Published on 16 Sep 2025

TAISP Talk on Mechanistic Interpretability with Clement Neo

TAISP with Researcher Clement Neo from Singapore AI Safety Institute

Last week, the Turing AI Scholars Programme (TAISP) welcomed Clement Neo, researcher at NTU’s Digital Trust Centre / Singapore AI Safety Institute, for an engaging talk on mechanistic interpretability — the science of understanding what really happens inside large language models (LLMs).

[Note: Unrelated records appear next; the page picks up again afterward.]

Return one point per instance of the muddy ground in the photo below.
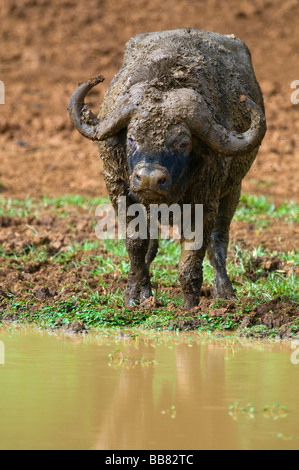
(48, 47)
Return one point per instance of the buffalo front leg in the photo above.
(190, 273)
(139, 287)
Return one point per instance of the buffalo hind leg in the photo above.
(217, 250)
(190, 274)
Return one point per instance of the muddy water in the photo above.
(156, 391)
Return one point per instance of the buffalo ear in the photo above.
(222, 140)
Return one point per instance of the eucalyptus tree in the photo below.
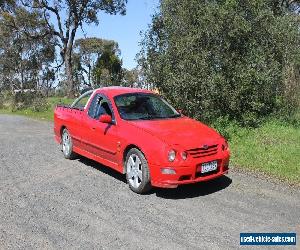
(86, 53)
(65, 17)
(26, 48)
(223, 58)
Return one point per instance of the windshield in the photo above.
(141, 106)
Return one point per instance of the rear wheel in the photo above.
(137, 171)
(67, 145)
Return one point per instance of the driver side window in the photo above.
(99, 106)
(81, 101)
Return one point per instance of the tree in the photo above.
(87, 51)
(26, 48)
(221, 58)
(78, 12)
(108, 68)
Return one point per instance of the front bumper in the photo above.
(188, 174)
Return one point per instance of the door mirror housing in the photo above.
(105, 119)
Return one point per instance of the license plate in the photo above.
(209, 166)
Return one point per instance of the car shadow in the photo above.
(182, 192)
(102, 168)
(195, 190)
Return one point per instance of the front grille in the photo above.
(203, 152)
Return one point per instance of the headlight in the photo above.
(172, 155)
(184, 155)
(225, 145)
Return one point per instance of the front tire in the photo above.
(137, 171)
(67, 145)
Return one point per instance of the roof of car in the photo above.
(118, 90)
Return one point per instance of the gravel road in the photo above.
(47, 202)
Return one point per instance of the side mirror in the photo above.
(105, 119)
(180, 111)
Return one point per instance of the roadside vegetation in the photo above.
(232, 64)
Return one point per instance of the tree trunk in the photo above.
(69, 73)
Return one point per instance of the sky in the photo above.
(124, 29)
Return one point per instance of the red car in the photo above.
(137, 133)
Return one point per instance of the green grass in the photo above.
(46, 114)
(272, 149)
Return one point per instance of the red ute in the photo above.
(138, 133)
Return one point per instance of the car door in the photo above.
(101, 138)
(75, 117)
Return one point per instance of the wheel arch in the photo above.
(126, 150)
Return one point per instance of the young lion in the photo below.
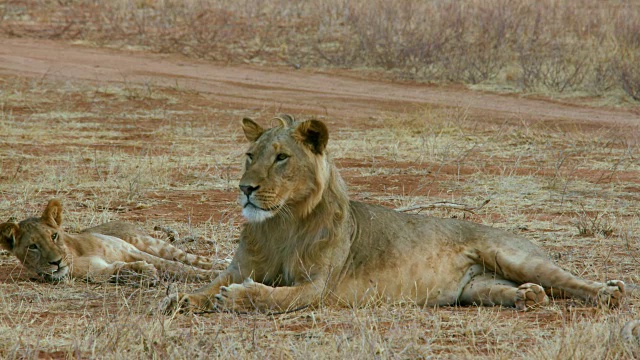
(111, 251)
(305, 244)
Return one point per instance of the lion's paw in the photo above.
(610, 295)
(241, 297)
(631, 332)
(529, 296)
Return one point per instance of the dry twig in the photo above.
(444, 204)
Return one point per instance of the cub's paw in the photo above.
(631, 332)
(244, 297)
(529, 296)
(610, 295)
(184, 303)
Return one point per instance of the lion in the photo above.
(306, 244)
(114, 251)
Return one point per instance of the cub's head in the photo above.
(37, 243)
(286, 169)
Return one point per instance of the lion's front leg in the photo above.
(251, 296)
(201, 300)
(245, 297)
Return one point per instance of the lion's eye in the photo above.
(282, 157)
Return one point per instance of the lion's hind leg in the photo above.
(490, 290)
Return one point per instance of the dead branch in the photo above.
(444, 204)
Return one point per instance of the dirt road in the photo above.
(301, 91)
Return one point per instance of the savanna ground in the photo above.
(126, 134)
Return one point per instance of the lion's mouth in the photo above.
(269, 209)
(56, 275)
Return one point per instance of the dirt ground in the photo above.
(155, 139)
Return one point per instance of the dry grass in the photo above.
(170, 157)
(581, 48)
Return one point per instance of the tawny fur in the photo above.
(114, 251)
(306, 244)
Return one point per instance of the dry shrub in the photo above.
(550, 46)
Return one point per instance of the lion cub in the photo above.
(114, 251)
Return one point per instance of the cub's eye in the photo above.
(282, 157)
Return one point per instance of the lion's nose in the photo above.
(56, 263)
(247, 189)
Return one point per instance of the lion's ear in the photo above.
(313, 133)
(251, 130)
(52, 215)
(8, 233)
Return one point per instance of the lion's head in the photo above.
(286, 169)
(38, 244)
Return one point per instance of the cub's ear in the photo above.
(52, 215)
(8, 233)
(251, 130)
(313, 133)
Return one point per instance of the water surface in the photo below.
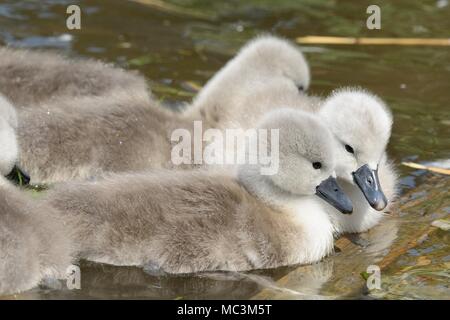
(178, 46)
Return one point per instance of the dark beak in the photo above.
(18, 176)
(330, 191)
(367, 180)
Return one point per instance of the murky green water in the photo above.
(181, 44)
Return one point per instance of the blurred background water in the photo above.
(179, 44)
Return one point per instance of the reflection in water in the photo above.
(179, 47)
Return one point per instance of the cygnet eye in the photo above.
(349, 149)
(317, 165)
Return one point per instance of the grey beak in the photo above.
(367, 180)
(330, 191)
(18, 176)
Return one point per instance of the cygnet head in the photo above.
(9, 149)
(306, 161)
(275, 57)
(361, 124)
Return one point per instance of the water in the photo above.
(178, 46)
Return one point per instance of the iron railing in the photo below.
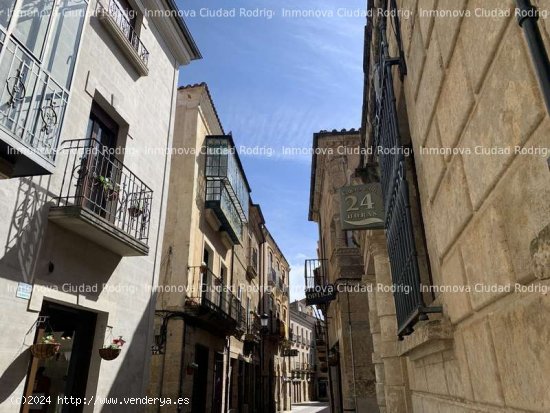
(32, 103)
(402, 251)
(126, 26)
(276, 328)
(208, 291)
(315, 273)
(95, 180)
(271, 277)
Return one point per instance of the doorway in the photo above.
(66, 373)
(200, 380)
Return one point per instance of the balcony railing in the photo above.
(252, 267)
(402, 252)
(212, 303)
(271, 277)
(227, 191)
(32, 108)
(127, 31)
(99, 189)
(317, 289)
(277, 328)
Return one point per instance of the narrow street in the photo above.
(311, 407)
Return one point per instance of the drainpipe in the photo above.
(527, 16)
(228, 340)
(152, 302)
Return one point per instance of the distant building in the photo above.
(222, 275)
(308, 381)
(86, 92)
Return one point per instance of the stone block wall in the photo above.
(471, 92)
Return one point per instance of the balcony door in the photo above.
(100, 179)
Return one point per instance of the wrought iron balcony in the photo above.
(409, 302)
(252, 267)
(317, 289)
(102, 200)
(32, 108)
(116, 21)
(227, 191)
(271, 277)
(212, 305)
(253, 330)
(277, 329)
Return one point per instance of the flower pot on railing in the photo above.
(136, 209)
(110, 188)
(112, 351)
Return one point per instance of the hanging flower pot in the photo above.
(109, 353)
(136, 209)
(46, 349)
(112, 351)
(190, 369)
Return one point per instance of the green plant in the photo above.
(49, 339)
(116, 344)
(136, 208)
(107, 184)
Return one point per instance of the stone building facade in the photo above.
(85, 92)
(470, 120)
(218, 261)
(304, 367)
(275, 301)
(348, 344)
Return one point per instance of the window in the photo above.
(6, 11)
(32, 24)
(101, 165)
(63, 47)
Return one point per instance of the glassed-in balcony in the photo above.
(102, 200)
(35, 76)
(227, 191)
(122, 27)
(212, 305)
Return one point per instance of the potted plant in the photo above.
(112, 351)
(47, 348)
(109, 187)
(136, 208)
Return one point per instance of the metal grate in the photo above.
(208, 291)
(402, 252)
(95, 180)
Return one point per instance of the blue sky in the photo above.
(276, 80)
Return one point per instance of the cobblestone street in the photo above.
(311, 407)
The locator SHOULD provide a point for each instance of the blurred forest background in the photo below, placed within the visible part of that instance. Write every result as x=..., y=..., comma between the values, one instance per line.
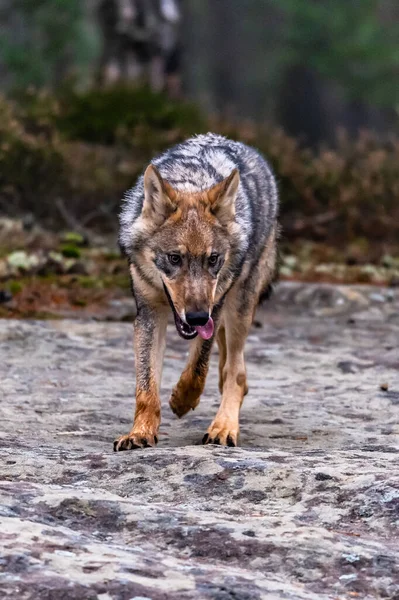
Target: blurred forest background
x=92, y=89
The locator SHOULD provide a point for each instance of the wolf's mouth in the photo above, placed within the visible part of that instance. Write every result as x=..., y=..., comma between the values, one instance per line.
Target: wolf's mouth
x=185, y=330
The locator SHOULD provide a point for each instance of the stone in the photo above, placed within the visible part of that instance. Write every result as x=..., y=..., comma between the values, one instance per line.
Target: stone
x=305, y=509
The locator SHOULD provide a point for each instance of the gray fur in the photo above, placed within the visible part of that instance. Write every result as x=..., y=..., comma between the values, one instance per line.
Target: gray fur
x=201, y=162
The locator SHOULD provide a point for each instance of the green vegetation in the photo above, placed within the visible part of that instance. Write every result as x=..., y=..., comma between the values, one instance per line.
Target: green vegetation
x=340, y=195
x=351, y=43
x=56, y=41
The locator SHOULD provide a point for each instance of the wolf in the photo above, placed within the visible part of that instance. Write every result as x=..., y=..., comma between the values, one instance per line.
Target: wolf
x=199, y=230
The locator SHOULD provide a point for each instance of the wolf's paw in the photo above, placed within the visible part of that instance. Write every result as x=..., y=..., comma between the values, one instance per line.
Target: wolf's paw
x=221, y=434
x=133, y=441
x=182, y=404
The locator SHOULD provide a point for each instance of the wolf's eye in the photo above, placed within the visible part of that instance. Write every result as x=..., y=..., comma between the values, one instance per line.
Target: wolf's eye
x=174, y=259
x=212, y=260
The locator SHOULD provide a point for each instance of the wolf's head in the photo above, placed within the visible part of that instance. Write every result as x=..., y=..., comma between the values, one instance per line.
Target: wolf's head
x=187, y=243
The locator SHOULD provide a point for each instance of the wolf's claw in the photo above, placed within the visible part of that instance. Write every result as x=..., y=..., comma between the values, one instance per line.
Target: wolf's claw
x=221, y=436
x=133, y=442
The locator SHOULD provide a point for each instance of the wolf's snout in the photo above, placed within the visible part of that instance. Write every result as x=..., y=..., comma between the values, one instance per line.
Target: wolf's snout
x=197, y=318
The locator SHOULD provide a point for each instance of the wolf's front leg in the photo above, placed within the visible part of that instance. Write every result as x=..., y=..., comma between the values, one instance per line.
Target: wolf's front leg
x=186, y=395
x=224, y=429
x=149, y=347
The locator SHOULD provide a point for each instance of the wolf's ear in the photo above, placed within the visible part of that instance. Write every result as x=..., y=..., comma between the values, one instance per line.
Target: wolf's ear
x=159, y=196
x=222, y=198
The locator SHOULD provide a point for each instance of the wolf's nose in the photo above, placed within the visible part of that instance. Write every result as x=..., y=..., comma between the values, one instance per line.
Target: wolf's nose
x=197, y=318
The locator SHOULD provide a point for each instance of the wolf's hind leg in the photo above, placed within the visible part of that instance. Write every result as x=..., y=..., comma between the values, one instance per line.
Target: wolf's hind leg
x=186, y=394
x=224, y=429
x=149, y=346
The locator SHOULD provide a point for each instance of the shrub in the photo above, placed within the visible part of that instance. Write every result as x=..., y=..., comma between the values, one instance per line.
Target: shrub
x=54, y=166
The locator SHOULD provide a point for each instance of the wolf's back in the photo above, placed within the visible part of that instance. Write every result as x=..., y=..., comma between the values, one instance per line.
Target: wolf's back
x=199, y=163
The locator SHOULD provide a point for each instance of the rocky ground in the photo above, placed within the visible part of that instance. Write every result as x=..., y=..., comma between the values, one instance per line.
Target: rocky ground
x=306, y=508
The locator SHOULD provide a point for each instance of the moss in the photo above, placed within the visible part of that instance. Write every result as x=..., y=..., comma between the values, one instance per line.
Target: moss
x=71, y=237
x=15, y=287
x=70, y=251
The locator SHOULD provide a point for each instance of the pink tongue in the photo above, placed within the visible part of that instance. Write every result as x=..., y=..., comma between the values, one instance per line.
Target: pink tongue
x=205, y=331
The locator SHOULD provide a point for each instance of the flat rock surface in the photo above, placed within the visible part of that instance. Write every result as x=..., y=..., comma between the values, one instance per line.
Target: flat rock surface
x=306, y=508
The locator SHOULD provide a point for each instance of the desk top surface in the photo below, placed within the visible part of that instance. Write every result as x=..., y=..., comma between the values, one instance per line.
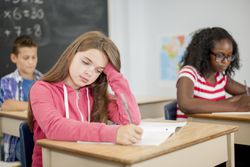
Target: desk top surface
x=152, y=99
x=221, y=116
x=192, y=133
x=23, y=115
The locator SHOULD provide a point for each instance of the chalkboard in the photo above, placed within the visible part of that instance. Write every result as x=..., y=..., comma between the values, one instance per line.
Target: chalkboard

Understanding the Black Box

Clement began by highlighting the remarkable progress of modern LLMs. From achieving International Mathematical Olympiad gold medal standards to explaining complex topics across disciplines, these models keep getting smarter. Yet, they remain as black boxes — with layers of attention and hidden states obscuring the explainability of information.

Clement Neo from Digital Trust Center talking to TAISP students on mechanistic interpretability.

How Models Really Think

To make this point vivid, Clement shared examples of counterintuitive behaviors found in LLMs:

Mathematical Operations: While humans solve addition step by step, transformers have to do it in parallel and often, even making predictions ahead of time. As a result of their architecture, solutions may seem unnatural or illogical.

Refusal Mechanisms: Safety features in today’s models, often trained through RLHF, rely on a single refusal direction. By removing this component, researchers found the model stops refusing harmful prompts. This explains why jailbreaks can easily bypass safeguards — the underlying refusal mechanism is simply a shallow vector direction (“Sorry, I cannot…”).

Explainer Models: Researchers use sparse autoencoders (SAEs) and sparse feature circuits to understand these unintuitive behaviors at scale. SAEs identify meaningful features in the model, while sparse feature circuits map how these features interact through the network. Together, these tools offer hope for explaining the counterintuitive strategies that LLMs employ across millions of parameters.

Mechanistic interpretability helps researchers trace these models, giving us insight into why a model produces a certain output. That understanding is key to making AI systems safer.

Clement Neo with NTU TAISP students

Research as Curiosity and Play

Beyond the technical content, Clement’s message carried an inspiring note: that research in AI safety, or research in general, need not be intimidating. Instead, it can be fun, exploratory, and curiosity-driven. His encouragement to the scholars was simple yet powerful: if you have a question about how LLMs work, try building something, run experiments, and learn by doing.

Looking Ahead

The session left TAISP scholars with both concrete insights into the strange inner workings of LLMs and a broader vision of research as an open invitation. Talks like these not only demystify advanced AI concepts but also nurture our next generation of researchers, engineers, and thinkers who will shape the safe and responsible future of AI.